Ent­stan­den sind die Wor­te die­ses Ver­trau­ens­lie­des um 1980, und zwar, so der Autor Ray­mund Weber, im bewuss­ten Rück­griff auf Grund­ge­dan­ken des Zwei­ten Vati­ka­ni­schen Kon­zils. Am Anfang stand aber gar nicht die­ser Text, son­dern ein skan­di­na­vi­sches Lied von Anders Joel Rundt (1879–1971), zu dem ein deut­scher Wort­laut gesucht wur­de. Ray­mund Weber hat dann nicht das schwe­di­sche Lied über­setzt, son­dern einen neu­en Wort­laut geschrie­ben, der auf die Melo­die von Rundt passt. Die Arbeits­grup­pe Lie­der zum neu­en Got­tes­lob hat nur den Lied­text über­nom­men, aller­dings nicht jene Melo­die. Viel­mehr hat sie die Stro­phen von Weber mit einer alten Melo­die aus dem berühm­ten Hal­len­ser Gesang­buch von Johann Ana­sta­si­us Frey­ling­hau­sen (1670–1739) ver­knüpft, die ein durch­aus flüs­si­ges Tem­po nahe­legt, damit gleich die ers­ten vier Tak­te auf einem Atem gesun­gen wer­den können.
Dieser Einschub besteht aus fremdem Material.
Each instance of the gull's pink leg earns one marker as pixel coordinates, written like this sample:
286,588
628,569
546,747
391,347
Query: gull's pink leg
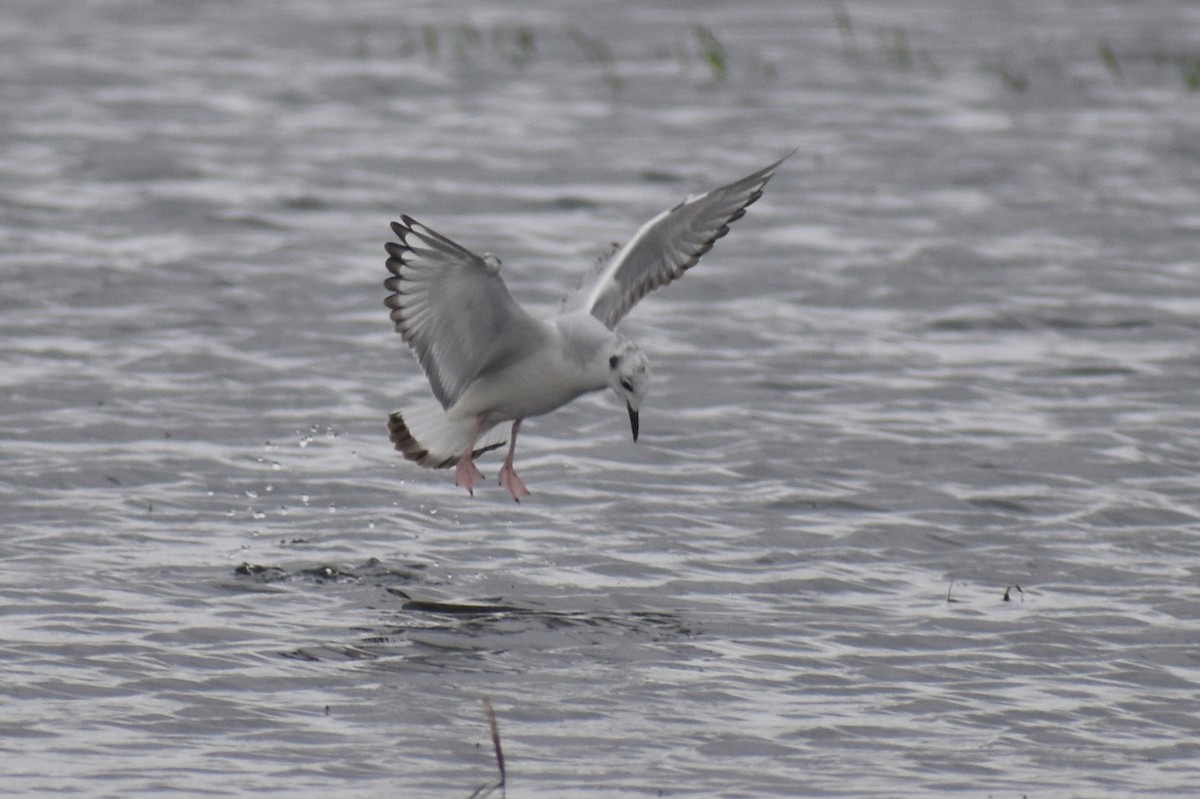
509,478
466,473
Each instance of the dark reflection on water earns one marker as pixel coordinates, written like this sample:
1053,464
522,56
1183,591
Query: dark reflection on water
952,350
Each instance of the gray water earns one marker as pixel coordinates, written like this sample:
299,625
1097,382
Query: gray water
954,349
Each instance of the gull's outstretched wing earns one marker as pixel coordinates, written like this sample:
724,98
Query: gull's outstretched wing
666,247
454,310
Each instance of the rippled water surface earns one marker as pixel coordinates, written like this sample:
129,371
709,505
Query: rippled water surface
954,350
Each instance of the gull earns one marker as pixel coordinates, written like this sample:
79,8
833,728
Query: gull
490,361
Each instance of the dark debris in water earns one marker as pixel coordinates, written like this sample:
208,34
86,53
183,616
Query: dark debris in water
370,571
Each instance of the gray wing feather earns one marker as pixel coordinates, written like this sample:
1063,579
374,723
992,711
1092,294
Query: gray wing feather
666,247
453,308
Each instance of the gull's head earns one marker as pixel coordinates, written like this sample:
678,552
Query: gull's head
629,376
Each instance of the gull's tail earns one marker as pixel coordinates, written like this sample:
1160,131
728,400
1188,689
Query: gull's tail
427,437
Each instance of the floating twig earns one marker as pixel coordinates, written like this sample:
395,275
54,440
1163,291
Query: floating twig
487,788
1018,590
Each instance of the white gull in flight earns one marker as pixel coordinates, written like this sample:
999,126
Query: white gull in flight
490,361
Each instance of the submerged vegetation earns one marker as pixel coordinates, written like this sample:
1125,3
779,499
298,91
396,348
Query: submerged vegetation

Die Melo­die in e-Moll weist einen fast solis­ti­schen Ges­tus auf, ist aber den­noch für den Gemein­de­ge­sang geeig­net. Wir begeg­nen in ihr den typisch baro­cken Mög­lich­kei­ten musi­ka­li­scher Gestal­tung. Gleich die ers­ten Noten ent­fal­ten ein gro­ßes Span­nungs­po­ten­zi­al, weil der unbe­kann­te Kom­po­nist den Leit­ton dis nicht zum Grund­ton e zurück­führt, son­dern über das expres­si­ve Inter­vall dis-g zum fis. Somit erklin­gen zwei nach baro­cker Auf­fas­sung „lei­den-machen­de“ Halb­ton­schrit­te gleich zu Beginn: e-dis und g-fis. Als Aus­ruf (excla­ma­tio) wirkt dann der Oktav­sprung im zwei­ten Takt, wor­auf sich eine typisch baro­cke Seuf­zer­fi­gur (Sus­pi­ra­tio) anschließt. Die nächs­ten vier Tak­te sind eine gro­ße, mit Vor­hal­ten durch­setz­te Abwärts­be­we­gung, deren wich­tigs­te Töne c-a-fis-(a-fis-)dis den span­nungs­volls­ten Akkord beschrei­ben, der auf der Grund­la­ge die­ser Ton­art e-Moll denk­bar ist. Der Abge­sang nach dem Dop­pel­strich inten­si­viert das Aus­drucks­spek­trum vor allem mit rhyth­mi­schen Mit­teln wie etwa der drän­gen­den Punk­tie­rung auf „(die) Angst in uns (wen­de)“. In den bei­den letz­ten Tak­ten kommt die Melo­die, die zuvor noch nie beim Zei­len­schluss den Grund­ton erreicht hat­te, mit einer fast besänf­ti­gen­den drei­tak­ti­gen Ges­te zur Ruhe. Deren Rah­men­in­ter­vall dis-g ent­spricht exakt der aus­drucks­star­ken Ton­fol­ge des ers­ten Tak­tes, nun aber in glei­ten­der Bewe­gung und ohne jeg­li­chen Sprung. Zuvor aber erklingt eine ähn­lich expres­si­ve Ton­fol­ge wie am Beginn: h-fis-g-dis-e heißt sie jetzt. Betrach­tet man sie näher, ent­puppt sie sich sogar als die Ton­fol­ge des Anfangs, nur von rück­wärts gele­sen und beim ers­ten Ton eine Oktav höher begin­nend! Die­ses musi­ka­li­sche Spiel heißt „Krebs­gang“ – eine Art musi­ka­li­scher „Umkehr“, die Kom­po­nis­ten wie Johann Sebas­ti­an Bach sogar als musi­ka­lisch-theo­lo­gi­sche Voka­bel der Umkehr verwenden.

Kein gerin­ge­rer als der Schrift­stel­ler Tho­mas Mann hat die­sem kom­po­si­to­ri­schen Prin­zip in sei­nem Roman „Bud­den­brooks“ sogar ein lite­ra­ri­sches Denk­mal gesetzt. Der Lübe­cker Orga­nist Edmund Pfühl hat­te „eine Melo­die kom­po­niert, wel­che vor­wärts und rück­wärts gele­sen, gleich war, und hier­auf eine gan­ze ‚krebs­gän­gig‘ zu spie­len­de Fuge gegrün­det“, was er sei­nem klei­nen Orgel­schü­ler Han­no Bud­den­brook auf der Orgel­em­po­re erklärt. Sein Fazit aber heißt mit hoff­nungs­lo­sem Kopf­schüt­teln: „Es merkt es nie­mand.“ – Ein sol­ches „es merkt es nie­mand“ ist das schlimms­te, was der Kir­chen­mu­sik pas­sie­ren kann. Doch viel­leicht ist es gar nicht ent­schei­dend, wie vie­le sol­che Kunst expli­zit „mer­ken“, es gibt auch ein eher intui­ti­ves Wahr­neh­men von musi­ka­li­scher Qua­li­tät. In die­sem Lied steckt sol­che Qua­li­tät, in Wort und Ton, und des­halb soll­ten wir es neu ein­füh­ren und singen.